Join pastor and bestselling author Steve Poe as he helps you break free from the destructive patterns that are keeping you from the joy-filled, flourishing life that Jesus promised each of us.
We all have both good and bad habits in our life. Creatures of Habit reveals how to remove bad habits and replace them with godly ones. But it's not a matter of simply working hard to make changes--true transformation is God's work, and our job is to listen, obey, and put into practice what he's already directing us to do.
While each chapter focuses on a different bad habit, Poe shares a self-assessment at the end of each chapter, encouraging you to ask yourself:
Has this become a habit in my life?Is it affecting my relationship with Christ?Is it affecting my relationship with others?Is it affecting my attitude in a negative way?Is it keeping me from becoming the person God wants me to become?
Each chapter provides insights, biblical examples, and tangible tools that will help you break the bad habits that can become spiritual strongholds in your life.

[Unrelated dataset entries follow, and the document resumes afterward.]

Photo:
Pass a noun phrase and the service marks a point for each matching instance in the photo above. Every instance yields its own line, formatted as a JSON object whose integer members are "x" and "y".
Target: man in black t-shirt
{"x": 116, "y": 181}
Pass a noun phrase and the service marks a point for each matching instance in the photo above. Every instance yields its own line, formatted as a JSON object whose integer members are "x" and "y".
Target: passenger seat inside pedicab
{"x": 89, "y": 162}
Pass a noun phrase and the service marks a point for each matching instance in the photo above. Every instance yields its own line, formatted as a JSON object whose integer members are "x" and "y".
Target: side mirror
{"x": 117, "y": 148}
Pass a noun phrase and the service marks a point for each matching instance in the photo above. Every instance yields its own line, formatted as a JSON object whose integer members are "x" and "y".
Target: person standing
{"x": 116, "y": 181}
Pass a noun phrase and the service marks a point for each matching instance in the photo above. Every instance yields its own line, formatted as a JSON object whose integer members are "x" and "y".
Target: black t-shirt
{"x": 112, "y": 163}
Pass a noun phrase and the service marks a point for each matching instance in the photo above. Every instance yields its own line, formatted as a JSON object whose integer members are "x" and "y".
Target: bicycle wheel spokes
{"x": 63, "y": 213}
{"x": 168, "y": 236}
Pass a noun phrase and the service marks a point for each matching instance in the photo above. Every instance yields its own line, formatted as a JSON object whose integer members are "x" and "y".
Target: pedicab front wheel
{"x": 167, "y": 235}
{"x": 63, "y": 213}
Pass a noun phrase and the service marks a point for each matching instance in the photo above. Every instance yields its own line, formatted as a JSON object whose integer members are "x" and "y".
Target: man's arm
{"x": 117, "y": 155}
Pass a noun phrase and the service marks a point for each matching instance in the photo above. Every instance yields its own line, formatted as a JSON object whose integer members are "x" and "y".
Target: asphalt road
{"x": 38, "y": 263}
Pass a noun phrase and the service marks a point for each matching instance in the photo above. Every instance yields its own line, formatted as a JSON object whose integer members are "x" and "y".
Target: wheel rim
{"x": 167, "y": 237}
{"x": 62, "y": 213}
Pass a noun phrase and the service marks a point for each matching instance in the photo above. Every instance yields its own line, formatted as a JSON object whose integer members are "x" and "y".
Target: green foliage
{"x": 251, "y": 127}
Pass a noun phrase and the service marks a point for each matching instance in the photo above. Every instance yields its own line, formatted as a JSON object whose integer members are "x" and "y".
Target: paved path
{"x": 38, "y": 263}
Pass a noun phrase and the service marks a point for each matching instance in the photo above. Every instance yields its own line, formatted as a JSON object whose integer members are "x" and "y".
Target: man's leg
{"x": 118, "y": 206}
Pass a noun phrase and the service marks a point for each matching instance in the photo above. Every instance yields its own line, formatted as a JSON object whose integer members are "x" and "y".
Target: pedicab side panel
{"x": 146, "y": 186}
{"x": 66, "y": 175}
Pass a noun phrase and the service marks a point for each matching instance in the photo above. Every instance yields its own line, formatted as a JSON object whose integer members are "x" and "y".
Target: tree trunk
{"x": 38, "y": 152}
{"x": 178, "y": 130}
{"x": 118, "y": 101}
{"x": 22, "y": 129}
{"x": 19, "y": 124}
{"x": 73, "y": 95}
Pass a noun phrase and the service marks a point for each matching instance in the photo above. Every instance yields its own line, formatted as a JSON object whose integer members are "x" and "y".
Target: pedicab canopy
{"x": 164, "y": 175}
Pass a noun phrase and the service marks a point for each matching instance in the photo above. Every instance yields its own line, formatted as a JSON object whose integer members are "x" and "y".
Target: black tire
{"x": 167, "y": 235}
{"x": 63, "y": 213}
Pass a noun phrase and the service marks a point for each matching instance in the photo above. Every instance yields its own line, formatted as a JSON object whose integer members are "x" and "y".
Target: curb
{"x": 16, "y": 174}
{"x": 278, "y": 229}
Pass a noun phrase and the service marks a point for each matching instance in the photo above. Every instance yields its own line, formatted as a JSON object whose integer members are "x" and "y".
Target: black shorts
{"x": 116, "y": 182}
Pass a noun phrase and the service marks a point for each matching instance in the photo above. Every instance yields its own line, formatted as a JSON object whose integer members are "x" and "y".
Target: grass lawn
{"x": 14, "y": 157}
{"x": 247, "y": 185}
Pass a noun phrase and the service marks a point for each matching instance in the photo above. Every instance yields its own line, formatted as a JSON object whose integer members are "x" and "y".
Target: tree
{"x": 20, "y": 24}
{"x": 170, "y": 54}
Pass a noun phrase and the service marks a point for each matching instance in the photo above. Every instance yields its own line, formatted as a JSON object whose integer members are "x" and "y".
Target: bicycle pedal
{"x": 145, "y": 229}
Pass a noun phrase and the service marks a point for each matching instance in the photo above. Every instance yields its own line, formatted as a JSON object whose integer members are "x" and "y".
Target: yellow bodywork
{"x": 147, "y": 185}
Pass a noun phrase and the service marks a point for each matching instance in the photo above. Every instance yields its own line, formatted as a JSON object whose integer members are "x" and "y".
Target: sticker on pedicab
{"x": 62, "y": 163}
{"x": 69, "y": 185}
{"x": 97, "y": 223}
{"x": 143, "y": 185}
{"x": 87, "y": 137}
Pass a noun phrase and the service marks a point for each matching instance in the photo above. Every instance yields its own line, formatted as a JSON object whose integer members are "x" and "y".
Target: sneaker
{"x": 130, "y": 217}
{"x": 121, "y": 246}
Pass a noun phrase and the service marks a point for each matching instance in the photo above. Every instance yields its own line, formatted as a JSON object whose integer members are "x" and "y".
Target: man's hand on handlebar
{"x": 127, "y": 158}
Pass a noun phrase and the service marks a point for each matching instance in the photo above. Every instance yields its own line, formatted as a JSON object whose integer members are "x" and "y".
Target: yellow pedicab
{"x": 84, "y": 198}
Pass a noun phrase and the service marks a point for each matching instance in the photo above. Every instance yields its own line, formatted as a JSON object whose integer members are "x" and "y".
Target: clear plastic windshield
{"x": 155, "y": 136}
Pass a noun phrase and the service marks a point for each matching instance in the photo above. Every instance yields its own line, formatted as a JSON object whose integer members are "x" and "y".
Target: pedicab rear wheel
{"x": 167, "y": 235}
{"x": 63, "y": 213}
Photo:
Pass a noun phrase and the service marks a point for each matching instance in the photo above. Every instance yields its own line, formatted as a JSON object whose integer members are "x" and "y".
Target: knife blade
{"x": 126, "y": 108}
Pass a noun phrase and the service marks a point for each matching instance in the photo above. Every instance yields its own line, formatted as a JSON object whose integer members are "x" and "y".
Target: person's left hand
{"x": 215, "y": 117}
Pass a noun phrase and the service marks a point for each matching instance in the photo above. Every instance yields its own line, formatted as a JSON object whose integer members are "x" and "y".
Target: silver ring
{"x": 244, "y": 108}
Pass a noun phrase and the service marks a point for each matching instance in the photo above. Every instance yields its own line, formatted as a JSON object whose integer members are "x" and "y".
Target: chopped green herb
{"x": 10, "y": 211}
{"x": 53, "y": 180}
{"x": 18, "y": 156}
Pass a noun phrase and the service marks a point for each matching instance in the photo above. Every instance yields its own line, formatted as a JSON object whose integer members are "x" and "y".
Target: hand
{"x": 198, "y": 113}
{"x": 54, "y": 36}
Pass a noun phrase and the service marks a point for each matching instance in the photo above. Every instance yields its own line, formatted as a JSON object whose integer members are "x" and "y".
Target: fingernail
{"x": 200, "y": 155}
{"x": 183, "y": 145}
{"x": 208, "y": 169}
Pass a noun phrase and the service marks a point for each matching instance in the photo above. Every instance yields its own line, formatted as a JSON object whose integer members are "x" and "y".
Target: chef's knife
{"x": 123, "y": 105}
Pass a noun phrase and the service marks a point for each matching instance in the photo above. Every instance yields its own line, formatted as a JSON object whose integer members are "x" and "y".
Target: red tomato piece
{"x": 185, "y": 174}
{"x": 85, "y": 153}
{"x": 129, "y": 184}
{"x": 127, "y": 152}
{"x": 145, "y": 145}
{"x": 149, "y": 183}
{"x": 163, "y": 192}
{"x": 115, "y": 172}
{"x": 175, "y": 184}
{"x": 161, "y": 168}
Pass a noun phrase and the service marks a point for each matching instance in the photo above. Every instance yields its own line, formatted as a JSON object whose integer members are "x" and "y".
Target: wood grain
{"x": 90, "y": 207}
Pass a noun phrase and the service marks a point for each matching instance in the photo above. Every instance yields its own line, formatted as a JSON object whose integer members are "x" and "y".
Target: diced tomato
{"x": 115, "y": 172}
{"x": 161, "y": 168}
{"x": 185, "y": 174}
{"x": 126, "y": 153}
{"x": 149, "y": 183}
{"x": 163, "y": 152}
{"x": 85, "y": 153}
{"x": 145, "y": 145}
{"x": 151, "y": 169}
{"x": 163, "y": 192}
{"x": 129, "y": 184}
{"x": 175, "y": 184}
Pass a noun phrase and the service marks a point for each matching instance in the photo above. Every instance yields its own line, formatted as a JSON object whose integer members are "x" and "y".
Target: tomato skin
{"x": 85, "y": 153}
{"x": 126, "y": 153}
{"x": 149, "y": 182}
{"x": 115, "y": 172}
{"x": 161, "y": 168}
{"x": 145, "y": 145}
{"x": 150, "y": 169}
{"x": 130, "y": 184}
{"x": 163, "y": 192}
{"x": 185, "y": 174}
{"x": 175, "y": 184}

Praise for Creatures of Habit:
"Any change, even an incremental one, can make a huge difference over the course of your life. It's never too late to let God help you change the trajectory of your life. Steve Poe will help you see just that."

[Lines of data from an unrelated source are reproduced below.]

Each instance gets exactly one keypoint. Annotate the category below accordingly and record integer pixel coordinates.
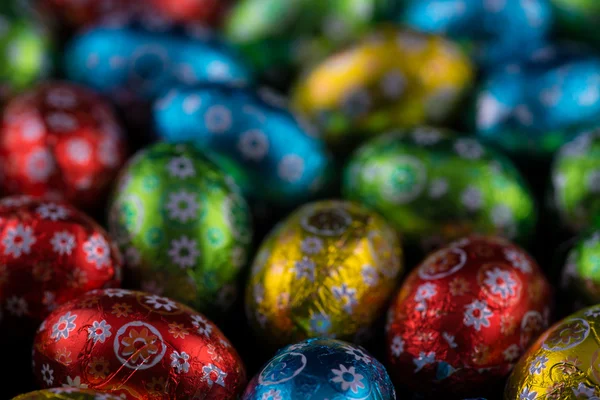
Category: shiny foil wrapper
(135, 59)
(435, 188)
(326, 271)
(498, 32)
(25, 47)
(389, 79)
(321, 369)
(581, 276)
(63, 141)
(562, 364)
(137, 346)
(576, 182)
(274, 156)
(464, 316)
(66, 393)
(533, 108)
(182, 225)
(278, 39)
(50, 253)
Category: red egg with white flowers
(137, 346)
(50, 253)
(60, 140)
(464, 316)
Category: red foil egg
(137, 346)
(464, 316)
(49, 253)
(61, 140)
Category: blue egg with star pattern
(532, 108)
(273, 155)
(145, 58)
(498, 31)
(321, 369)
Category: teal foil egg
(321, 369)
(273, 155)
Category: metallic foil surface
(533, 108)
(326, 271)
(563, 364)
(274, 156)
(321, 369)
(49, 253)
(25, 47)
(464, 316)
(435, 188)
(389, 79)
(66, 393)
(61, 140)
(182, 225)
(280, 38)
(578, 19)
(137, 346)
(576, 181)
(581, 276)
(497, 31)
(142, 58)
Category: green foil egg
(435, 188)
(25, 48)
(576, 181)
(581, 274)
(182, 225)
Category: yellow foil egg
(390, 79)
(326, 271)
(563, 364)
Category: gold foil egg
(326, 271)
(390, 79)
(563, 364)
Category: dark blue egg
(145, 60)
(536, 106)
(272, 154)
(321, 369)
(499, 30)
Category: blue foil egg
(144, 59)
(273, 155)
(498, 30)
(538, 105)
(321, 369)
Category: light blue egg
(144, 61)
(321, 369)
(535, 106)
(499, 30)
(272, 155)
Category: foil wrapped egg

--Kyle Idleman, Senior Pastor and bestselling author of Gods at War
Poe, lead pastor of Northview Church in Indiana, debuts with an engaging examination of 12 dangerous habits that offers up ways to replace them with routines that support a healthy Christian life. Addressing biblical sins, modern ills like workaholism, and the pitfalls of pride, worry, cynicism, and guilt, Poe approaches his topic with humility and explains, for instance, how unresolved trauma might lead to anger becoming a habitual response to inconvenience, potentially leading to damaged relationships or lost jobs. To break the habit, Poe recommends apologizing to those hurt by outbursts, taking up exercise, developing Scripture-based self-talk, and seeking God's help through prayer. Other suggestions include finding an accountability partner and being more grateful. Unfortunately, Poe's overly spiritual perspective has its blind spots—as when, in discussing workaholism, he asks readers to consider why work is an emotional priority for them without acknowledging factors like financial precariousness or the need for health insurance. This sympathetic guide will appeal to Christians looking for simple ways to make some changes in their lives.